At the end of June, he got a ride to Toronto and from there, the kids drove him home. He slept the whole five-hour journey north. But when they pulled into his yard, he awoke and smiled his beautiful smile. He sat on the front porch for hours that evening, peaceful, just gazing around in wonder, hanging out at last with his children. In love, I think.
He’d been dead for just over a month when I went to his place in the Ottawa Valley for the first time — and the last — trying to help the kids and my husband clear up his estate.
It was like walking into a time capsule. There, carefully mounted on the wall, the wooden Indonesian angel we had bought together and had loved. A cookbook in the cupboard above his stove, written in my hand. In his bedroom, the brass bed frame I had once daringly bought at a garage sale with our weekly grocery money. The antique cherry-wood dresser we had cherished. The paperback copy of The Joy of Sex that I had bought him the last, desperate Christmas we were together, on top of the dresser.
There was a jolt in each room, each cupboard and drawer, where so many unremembered remnants of our life held pride of place. In my own home, I had ritually excised nearly every single possession I had shared with him. I had remarried, created a new household, embraced a new family of stepsons and in-laws, travelled the world twice over, laid down a life’s worth of new memories, written four books and a play, won awards, been happy, made up for lost time, left him behind. The guilt was unremitting.
During those same years, it seemed as if he had been in suspended animation, his fierce dreams in abeyance. I found years’ worth of his tax forms with the income line pencilled in at zero. He had renovated the upstairs into a darkroom for his photographs but hadn’t used it in seven years.

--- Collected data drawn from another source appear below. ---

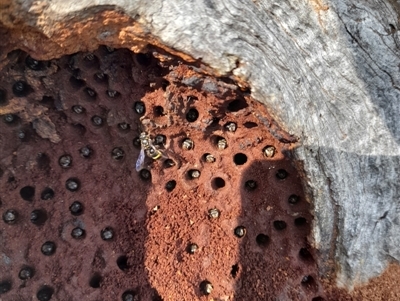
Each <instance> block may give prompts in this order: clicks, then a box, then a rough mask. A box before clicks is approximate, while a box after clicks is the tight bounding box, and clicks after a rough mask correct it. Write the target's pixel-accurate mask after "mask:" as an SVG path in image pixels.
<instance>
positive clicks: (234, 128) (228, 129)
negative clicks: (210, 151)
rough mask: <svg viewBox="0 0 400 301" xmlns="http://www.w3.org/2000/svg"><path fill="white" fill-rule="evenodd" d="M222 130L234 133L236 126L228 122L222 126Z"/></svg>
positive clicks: (232, 122)
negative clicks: (223, 126)
mask: <svg viewBox="0 0 400 301" xmlns="http://www.w3.org/2000/svg"><path fill="white" fill-rule="evenodd" d="M224 128H225V129H226V130H227V131H228V132H232V133H233V132H236V129H237V124H236V123H234V122H228V123H226V124H225V125H224Z"/></svg>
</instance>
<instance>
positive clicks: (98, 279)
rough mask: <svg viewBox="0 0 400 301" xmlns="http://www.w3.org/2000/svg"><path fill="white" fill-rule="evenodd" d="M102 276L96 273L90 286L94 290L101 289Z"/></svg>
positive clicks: (91, 278)
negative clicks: (95, 288)
mask: <svg viewBox="0 0 400 301" xmlns="http://www.w3.org/2000/svg"><path fill="white" fill-rule="evenodd" d="M101 280H102V279H101V276H100V274H99V273H95V274H94V275H93V276H92V278H90V281H89V285H90V287H93V288H99V287H100V284H101Z"/></svg>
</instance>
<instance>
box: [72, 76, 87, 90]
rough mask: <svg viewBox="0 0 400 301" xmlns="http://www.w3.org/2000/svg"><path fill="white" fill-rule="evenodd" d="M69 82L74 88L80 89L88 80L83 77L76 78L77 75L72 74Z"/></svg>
mask: <svg viewBox="0 0 400 301" xmlns="http://www.w3.org/2000/svg"><path fill="white" fill-rule="evenodd" d="M69 82H70V84H71V86H72V87H73V88H74V89H80V88H82V87H84V86H85V85H86V82H85V81H84V80H83V79H80V78H76V77H75V76H71V77H70V78H69Z"/></svg>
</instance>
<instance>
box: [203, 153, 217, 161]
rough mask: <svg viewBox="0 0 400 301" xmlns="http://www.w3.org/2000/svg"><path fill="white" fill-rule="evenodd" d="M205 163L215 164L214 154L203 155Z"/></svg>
mask: <svg viewBox="0 0 400 301" xmlns="http://www.w3.org/2000/svg"><path fill="white" fill-rule="evenodd" d="M203 161H205V162H207V163H214V162H215V157H214V156H213V155H212V154H209V153H206V154H204V155H203Z"/></svg>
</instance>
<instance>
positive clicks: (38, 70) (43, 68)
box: [25, 55, 45, 71]
mask: <svg viewBox="0 0 400 301" xmlns="http://www.w3.org/2000/svg"><path fill="white" fill-rule="evenodd" d="M25 65H26V66H27V67H28V68H29V69H31V70H34V71H39V70H43V69H44V68H45V64H44V62H42V61H38V60H35V59H34V58H32V57H31V56H30V55H28V56H27V57H26V59H25Z"/></svg>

Bottles of toxic developing chemicals had broken, their contents dried into thick dust on the floor. He had ripped up the tiles on the main floor and meticulously crafted wide-plank hardwood strips in his woodworking shop to replace them, but had never gotten around to laying them down.

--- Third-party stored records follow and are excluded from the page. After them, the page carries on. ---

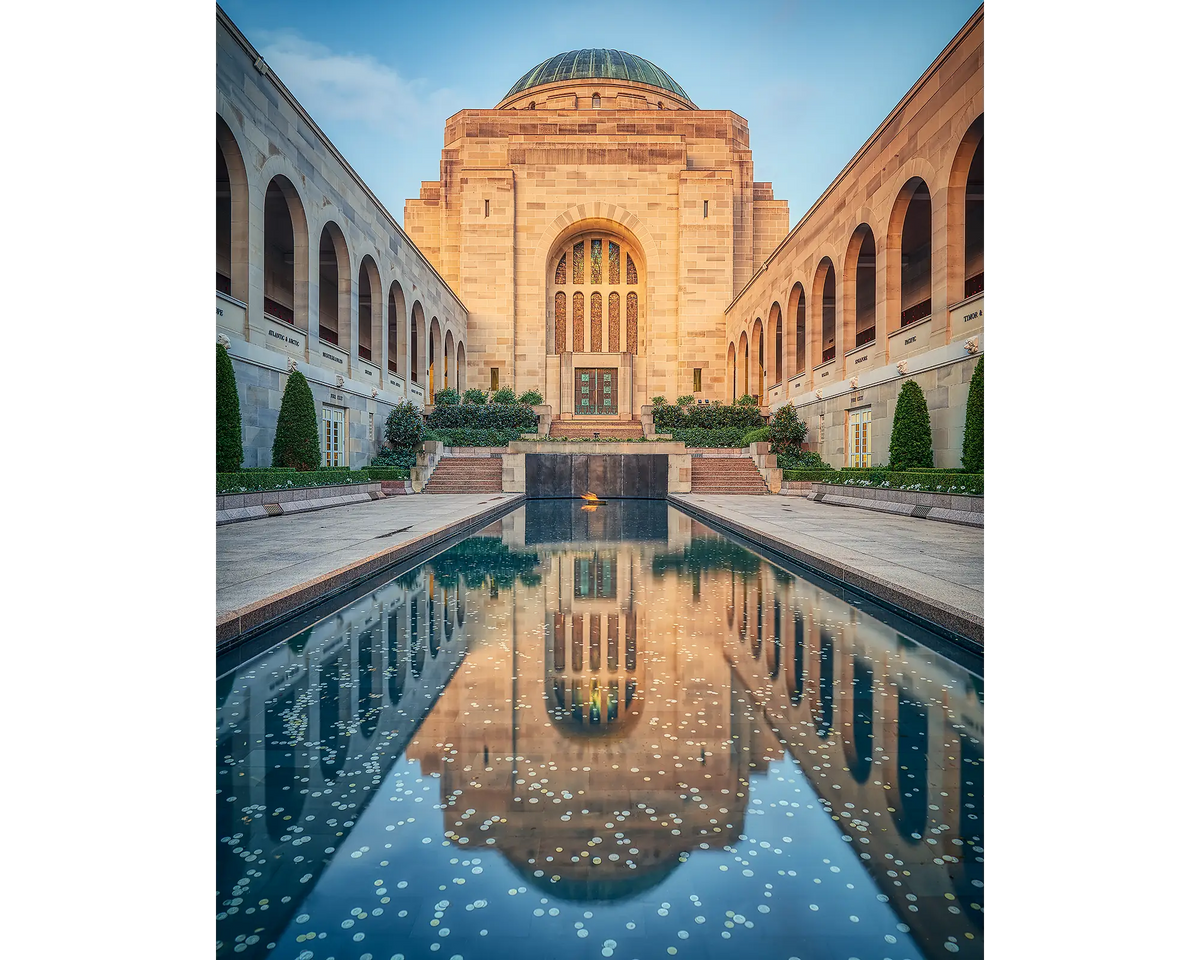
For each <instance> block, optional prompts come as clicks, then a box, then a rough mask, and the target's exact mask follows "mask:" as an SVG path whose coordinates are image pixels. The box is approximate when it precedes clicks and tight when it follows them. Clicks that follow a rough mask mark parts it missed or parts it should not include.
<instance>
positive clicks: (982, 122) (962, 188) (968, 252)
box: [946, 113, 988, 304]
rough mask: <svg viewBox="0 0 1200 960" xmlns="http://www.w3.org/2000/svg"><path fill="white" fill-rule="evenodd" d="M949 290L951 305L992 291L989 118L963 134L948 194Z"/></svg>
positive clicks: (958, 150) (946, 271) (946, 265)
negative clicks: (988, 153) (990, 274)
mask: <svg viewBox="0 0 1200 960" xmlns="http://www.w3.org/2000/svg"><path fill="white" fill-rule="evenodd" d="M946 208H947V209H946V287H947V299H948V300H949V301H950V304H954V302H956V301H958V296H959V294H961V295H962V298H964V299H966V298H967V296H973V295H974V294H977V293H980V292H983V290H986V289H988V114H985V113H984V114H980V115H979V116H977V118H976V120H974V122H972V124H971V126H970V127H967V132H966V133H965V134H962V142H961V143H960V144H959V149H958V152H956V154H955V155H954V163H953V164H952V167H950V181H949V185H948V187H947V192H946ZM968 224H970V226H968Z"/></svg>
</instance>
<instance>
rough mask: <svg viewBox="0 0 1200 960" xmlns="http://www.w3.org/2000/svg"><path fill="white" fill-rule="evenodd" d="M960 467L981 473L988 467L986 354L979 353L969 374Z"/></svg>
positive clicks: (987, 361)
mask: <svg viewBox="0 0 1200 960" xmlns="http://www.w3.org/2000/svg"><path fill="white" fill-rule="evenodd" d="M962 469H965V470H966V472H967V473H983V472H984V470H986V469H988V354H986V352H984V353H982V354H980V355H979V362H978V364H976V372H974V373H972V374H971V391H970V392H968V394H967V424H966V430H965V431H964V432H962Z"/></svg>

But in the kitchen, brand-new Mason jars filled with the freshest, best quality spices and a freezer full of meat, as if, in his last six weeks, he had suddenly sprung back to life.
Today, as I finish writing this piece, the kids and my husband are at Brian’s place, disposing of his stuff at an auction.
He’s been dead for 10 weeks. All of his possessions — many of them the ancient trappings of our life together — are being spread around to new families. Creating new memories, I guess. He never used the chainsaw, too weak to bring it to life.
I have his diaries, mainly written during his stays in rehab or during our agonizing divorce. They tell me that at times, at least, he surfaced. At times, he wanted to live. They also tell me, as my new husband has so often, that of the billions of people on the planet, I was the last who could have helped Brian. Right now, shakily rereading his words, I believe that.
The kids have kept his photographs, those rare glimpses into his soul, and little else. But I think that, unlike me, they have not lost Brian. They have the grace he found at the end of his life, the clear-eyed love he was finally able to show them, the joy he took in finding his way home at last.
Alanna Mitchell is a journalist and author in Toronto.